What the pattern shows
The headline is not "memory helps." The interesting findings are more specific.
The most practically important result is that here, T1 captures most of the gain. Thread-level semantic retrieval alone takes the agent from 4/27 to 22/27. Decision recall, temporal reasoning, context rehydration, causal-chain reconstruction all improve sharply. T1 is already structured, semantic, and meaningful — not just keyword search over flat notes.

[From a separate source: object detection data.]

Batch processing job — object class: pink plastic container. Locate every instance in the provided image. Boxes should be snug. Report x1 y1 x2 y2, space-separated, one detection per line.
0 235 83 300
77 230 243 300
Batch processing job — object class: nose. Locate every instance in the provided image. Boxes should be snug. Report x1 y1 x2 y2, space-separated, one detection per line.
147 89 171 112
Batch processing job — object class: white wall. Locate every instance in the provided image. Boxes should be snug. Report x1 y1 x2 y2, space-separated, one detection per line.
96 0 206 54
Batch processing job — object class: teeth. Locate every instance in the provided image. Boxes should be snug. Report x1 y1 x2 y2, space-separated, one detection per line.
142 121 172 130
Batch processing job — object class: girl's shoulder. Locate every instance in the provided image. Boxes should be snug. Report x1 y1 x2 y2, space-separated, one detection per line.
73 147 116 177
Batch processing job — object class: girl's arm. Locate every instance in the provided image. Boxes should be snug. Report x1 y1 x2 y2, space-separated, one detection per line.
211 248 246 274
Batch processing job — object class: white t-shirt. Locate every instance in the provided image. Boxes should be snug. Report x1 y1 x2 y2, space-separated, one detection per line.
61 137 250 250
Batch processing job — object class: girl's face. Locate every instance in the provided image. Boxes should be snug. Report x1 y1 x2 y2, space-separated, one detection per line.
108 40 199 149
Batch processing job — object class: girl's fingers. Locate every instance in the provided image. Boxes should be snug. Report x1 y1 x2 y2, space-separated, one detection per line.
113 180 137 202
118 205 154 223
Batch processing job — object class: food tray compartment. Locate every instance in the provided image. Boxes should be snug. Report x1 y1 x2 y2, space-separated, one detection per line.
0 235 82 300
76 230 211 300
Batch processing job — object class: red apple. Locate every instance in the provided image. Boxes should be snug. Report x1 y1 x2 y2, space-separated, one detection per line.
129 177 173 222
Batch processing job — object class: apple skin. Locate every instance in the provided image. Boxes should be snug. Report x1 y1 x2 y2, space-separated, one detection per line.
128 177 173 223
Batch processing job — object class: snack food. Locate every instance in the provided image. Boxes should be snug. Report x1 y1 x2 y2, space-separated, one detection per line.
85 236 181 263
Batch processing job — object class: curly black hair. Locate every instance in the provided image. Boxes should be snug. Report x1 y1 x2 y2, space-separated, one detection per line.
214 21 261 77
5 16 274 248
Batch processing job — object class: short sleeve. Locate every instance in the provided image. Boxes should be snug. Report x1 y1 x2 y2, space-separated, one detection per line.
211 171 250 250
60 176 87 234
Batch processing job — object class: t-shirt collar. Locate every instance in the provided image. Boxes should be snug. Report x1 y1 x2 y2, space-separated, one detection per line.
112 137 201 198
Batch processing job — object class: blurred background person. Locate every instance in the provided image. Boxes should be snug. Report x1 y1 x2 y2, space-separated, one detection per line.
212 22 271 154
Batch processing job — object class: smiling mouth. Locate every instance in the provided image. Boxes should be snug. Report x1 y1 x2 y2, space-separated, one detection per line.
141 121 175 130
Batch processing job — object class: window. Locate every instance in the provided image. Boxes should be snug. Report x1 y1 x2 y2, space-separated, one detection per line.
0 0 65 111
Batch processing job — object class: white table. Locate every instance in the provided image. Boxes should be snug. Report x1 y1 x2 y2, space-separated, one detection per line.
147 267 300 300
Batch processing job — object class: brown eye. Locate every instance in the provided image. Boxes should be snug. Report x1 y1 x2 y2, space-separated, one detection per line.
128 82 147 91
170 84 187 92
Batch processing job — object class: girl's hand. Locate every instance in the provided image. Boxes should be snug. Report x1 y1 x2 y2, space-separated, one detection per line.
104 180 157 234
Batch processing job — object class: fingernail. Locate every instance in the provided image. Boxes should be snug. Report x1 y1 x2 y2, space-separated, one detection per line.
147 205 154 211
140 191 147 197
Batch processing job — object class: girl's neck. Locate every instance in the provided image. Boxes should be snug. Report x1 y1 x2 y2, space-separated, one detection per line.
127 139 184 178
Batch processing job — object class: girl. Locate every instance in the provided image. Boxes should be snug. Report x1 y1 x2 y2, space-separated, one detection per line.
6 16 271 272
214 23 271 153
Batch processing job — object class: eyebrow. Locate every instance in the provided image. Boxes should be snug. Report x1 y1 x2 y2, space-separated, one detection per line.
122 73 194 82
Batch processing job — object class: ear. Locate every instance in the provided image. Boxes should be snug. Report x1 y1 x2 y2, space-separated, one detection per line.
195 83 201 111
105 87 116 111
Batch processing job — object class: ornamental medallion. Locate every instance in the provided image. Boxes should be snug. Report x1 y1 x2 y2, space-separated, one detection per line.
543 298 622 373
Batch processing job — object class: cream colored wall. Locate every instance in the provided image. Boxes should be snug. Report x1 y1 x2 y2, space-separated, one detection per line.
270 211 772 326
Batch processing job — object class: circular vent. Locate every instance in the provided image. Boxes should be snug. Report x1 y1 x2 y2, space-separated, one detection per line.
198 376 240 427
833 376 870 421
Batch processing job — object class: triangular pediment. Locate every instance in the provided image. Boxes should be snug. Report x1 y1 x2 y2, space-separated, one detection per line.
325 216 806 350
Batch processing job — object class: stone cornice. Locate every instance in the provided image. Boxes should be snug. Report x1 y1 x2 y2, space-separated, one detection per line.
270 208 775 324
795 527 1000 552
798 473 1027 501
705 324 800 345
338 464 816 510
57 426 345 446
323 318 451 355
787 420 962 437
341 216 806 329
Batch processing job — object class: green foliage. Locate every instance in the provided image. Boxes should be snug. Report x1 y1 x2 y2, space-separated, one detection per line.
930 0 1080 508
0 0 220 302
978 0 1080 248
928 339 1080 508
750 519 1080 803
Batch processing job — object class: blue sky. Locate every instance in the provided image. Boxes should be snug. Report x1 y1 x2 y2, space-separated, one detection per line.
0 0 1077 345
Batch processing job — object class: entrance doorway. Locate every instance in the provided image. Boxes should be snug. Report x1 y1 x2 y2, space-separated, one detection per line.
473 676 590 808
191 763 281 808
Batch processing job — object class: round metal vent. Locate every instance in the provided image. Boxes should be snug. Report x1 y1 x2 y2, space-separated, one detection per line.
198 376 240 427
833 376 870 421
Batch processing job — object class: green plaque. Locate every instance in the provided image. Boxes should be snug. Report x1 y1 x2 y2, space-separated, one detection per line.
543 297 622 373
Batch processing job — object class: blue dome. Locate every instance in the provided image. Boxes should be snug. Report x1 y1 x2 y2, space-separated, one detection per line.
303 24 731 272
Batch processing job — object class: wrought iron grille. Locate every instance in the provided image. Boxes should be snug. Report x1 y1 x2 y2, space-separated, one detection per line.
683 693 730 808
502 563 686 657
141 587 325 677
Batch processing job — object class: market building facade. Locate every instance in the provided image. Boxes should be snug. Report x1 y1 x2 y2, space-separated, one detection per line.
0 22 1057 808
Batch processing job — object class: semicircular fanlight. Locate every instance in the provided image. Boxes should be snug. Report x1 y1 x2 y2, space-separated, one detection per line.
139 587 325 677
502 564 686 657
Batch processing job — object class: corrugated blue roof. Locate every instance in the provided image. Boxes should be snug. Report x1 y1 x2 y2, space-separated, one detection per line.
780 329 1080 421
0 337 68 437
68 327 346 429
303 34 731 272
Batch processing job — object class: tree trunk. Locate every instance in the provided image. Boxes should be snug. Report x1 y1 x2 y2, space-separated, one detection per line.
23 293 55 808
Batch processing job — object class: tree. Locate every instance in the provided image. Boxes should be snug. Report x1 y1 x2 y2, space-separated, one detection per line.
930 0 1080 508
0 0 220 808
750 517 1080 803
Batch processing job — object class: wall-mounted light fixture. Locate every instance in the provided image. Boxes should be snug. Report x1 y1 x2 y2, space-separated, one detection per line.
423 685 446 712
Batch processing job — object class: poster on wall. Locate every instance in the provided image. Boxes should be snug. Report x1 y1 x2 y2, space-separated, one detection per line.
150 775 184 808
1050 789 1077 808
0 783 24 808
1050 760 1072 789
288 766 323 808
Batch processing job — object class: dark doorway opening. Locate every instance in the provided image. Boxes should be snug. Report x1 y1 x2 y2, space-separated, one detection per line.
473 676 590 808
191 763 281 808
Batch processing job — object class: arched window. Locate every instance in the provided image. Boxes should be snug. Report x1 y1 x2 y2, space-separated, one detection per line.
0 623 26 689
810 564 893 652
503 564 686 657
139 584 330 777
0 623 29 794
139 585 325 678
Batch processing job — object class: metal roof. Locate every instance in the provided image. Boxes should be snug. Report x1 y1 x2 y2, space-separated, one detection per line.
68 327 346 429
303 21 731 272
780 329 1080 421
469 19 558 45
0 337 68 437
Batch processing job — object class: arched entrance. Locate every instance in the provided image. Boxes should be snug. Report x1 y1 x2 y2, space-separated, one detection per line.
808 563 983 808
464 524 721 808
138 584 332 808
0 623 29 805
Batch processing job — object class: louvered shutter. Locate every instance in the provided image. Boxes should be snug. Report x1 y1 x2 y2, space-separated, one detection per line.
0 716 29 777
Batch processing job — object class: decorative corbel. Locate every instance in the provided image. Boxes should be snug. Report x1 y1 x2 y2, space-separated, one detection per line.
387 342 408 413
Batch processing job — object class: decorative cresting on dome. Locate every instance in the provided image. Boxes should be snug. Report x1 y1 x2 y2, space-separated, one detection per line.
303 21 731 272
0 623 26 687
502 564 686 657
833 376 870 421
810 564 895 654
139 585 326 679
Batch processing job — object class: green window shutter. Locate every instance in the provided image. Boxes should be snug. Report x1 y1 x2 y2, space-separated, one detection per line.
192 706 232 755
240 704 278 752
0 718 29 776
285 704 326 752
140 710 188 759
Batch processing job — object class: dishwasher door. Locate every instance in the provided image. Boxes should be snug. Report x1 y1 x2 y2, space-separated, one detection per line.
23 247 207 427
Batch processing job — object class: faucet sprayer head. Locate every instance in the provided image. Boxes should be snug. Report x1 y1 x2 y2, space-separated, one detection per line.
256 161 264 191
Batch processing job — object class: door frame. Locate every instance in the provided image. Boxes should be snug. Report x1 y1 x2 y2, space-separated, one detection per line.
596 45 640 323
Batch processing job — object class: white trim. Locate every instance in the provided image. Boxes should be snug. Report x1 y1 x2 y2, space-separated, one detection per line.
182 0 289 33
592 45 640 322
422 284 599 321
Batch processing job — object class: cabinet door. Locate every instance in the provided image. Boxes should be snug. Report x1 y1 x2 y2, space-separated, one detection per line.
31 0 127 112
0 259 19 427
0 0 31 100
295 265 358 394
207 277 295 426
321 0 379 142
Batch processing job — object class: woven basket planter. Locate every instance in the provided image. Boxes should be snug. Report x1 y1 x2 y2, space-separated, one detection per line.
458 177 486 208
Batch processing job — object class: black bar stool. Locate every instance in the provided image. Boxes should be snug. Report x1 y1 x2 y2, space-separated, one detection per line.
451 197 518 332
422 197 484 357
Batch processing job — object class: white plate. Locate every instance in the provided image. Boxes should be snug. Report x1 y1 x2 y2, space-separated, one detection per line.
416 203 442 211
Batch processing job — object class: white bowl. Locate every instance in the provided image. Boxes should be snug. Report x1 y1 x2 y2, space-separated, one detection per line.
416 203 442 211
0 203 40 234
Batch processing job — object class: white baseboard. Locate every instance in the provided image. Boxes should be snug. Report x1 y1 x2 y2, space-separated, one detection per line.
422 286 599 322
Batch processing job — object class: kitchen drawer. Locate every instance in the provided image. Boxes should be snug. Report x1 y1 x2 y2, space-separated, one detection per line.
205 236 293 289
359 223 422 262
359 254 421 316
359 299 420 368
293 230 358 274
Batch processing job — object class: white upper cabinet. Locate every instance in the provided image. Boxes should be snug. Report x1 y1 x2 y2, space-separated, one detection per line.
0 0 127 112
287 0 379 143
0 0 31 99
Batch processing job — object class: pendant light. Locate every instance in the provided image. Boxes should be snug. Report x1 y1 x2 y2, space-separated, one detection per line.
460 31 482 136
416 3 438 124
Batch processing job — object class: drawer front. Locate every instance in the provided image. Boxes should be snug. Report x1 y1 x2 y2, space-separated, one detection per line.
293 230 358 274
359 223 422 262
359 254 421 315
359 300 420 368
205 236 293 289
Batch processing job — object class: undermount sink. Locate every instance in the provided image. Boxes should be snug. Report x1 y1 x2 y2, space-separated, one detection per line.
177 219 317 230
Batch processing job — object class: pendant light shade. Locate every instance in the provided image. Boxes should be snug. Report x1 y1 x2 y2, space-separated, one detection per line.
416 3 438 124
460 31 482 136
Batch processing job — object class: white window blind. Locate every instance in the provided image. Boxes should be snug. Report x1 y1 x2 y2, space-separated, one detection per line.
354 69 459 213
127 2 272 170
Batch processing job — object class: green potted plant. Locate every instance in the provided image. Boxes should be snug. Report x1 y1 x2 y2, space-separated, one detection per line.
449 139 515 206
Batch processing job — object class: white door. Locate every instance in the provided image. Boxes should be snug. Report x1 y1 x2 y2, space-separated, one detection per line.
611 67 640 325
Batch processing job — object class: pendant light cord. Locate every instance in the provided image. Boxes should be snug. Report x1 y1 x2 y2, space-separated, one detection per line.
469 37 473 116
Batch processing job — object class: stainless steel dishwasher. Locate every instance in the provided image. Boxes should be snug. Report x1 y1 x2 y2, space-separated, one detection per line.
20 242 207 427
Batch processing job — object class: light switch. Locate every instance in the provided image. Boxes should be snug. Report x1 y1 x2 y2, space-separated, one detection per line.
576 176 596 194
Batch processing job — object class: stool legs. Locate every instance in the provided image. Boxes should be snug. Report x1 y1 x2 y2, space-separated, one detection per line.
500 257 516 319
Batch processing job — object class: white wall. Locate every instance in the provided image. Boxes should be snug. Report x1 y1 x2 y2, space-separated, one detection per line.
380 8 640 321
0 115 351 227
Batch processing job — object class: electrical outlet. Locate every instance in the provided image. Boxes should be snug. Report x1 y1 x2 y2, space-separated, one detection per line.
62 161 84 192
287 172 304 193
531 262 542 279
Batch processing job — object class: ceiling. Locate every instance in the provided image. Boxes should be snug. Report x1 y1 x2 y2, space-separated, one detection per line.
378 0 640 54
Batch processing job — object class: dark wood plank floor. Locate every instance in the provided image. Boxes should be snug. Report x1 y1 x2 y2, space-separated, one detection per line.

The comparison between T1 and T2 is not "notes vs. memory." It is thread-level semantic retrieval vs. richer episodic and graph structure over the same evidence surface. T2 adds value selectively. Cross-thread synthesis is the best example: the agent has to reconstruct an answer from multiple threads, and T2 gets 4/4 where T1 gets 3/4. On supersession, T1 and T2 tie on accuracy but T2 uses 20% fewer Watercooler calls. Richer structure reduces wasted retrieval.
T1 also occasionally outperforms T2. Context rehydration: T1 gets 4/4, T2 gets 3/4. On simple recovery tasks, thread-based search is already the right abstraction. More structure does not automatically help.
Episodic recall remains hard. Flat across all conditions. Recovering what the system state was before a specific fix requires a temporal boundary that neither tier makes easy to reconstruct. This is the hardest family in the benchmark and the one most useful to us internally.
What the benchmark is teaching us
The benchmark has turned into more than a scorecard. It is showing us where the next bottlenecks are.
Episodic recall is the most obvious. Asking what was true before a fix landed is harder than recalling a decision or summarizing a thread. It requires a cleaner temporal boundary than we currently make easy to recover.
Supersession needs more explicit traces of what changed, what replaced it, and why. Agents can often recover the current answer, but the benchmark shows the gap in surfacing correction rather than just final state.
Decision-trace reconstruction shows a related gap: thread retrieval helps, but rationale, rejected alternatives, and downstream consequences are still not captured explicitly enough.
The first run is useful mainly because it sharpens the next set of questions.
What comes next
The same collaboration patterns we see qualitatively in development suggest benchmark families around handoff recovery, closure recovery, and correction tracing.
The next round of testing will ask whether stronger temporal boundary markers, clearer supersession links, richer rationale fields, and post-fix T2 runs materially improve performance on the families that remain weak.
These are not conclusions about the final architecture. They are design hypotheses for the next iteration.
As coding agents improve, the bottleneck shifts. The problem is less about generation now. It is about continuity: how a fresh session inherits real project context, how an agent distinguishes current truth from superseded truth, how a team reuses prior reasoning instead of reconstructing it every time.
Git preserves what changed. What teams increasingly need is enough of the why, when, and how understanding changed that work can resume from more than residue.
We think this is a benchmark category that needs to exist.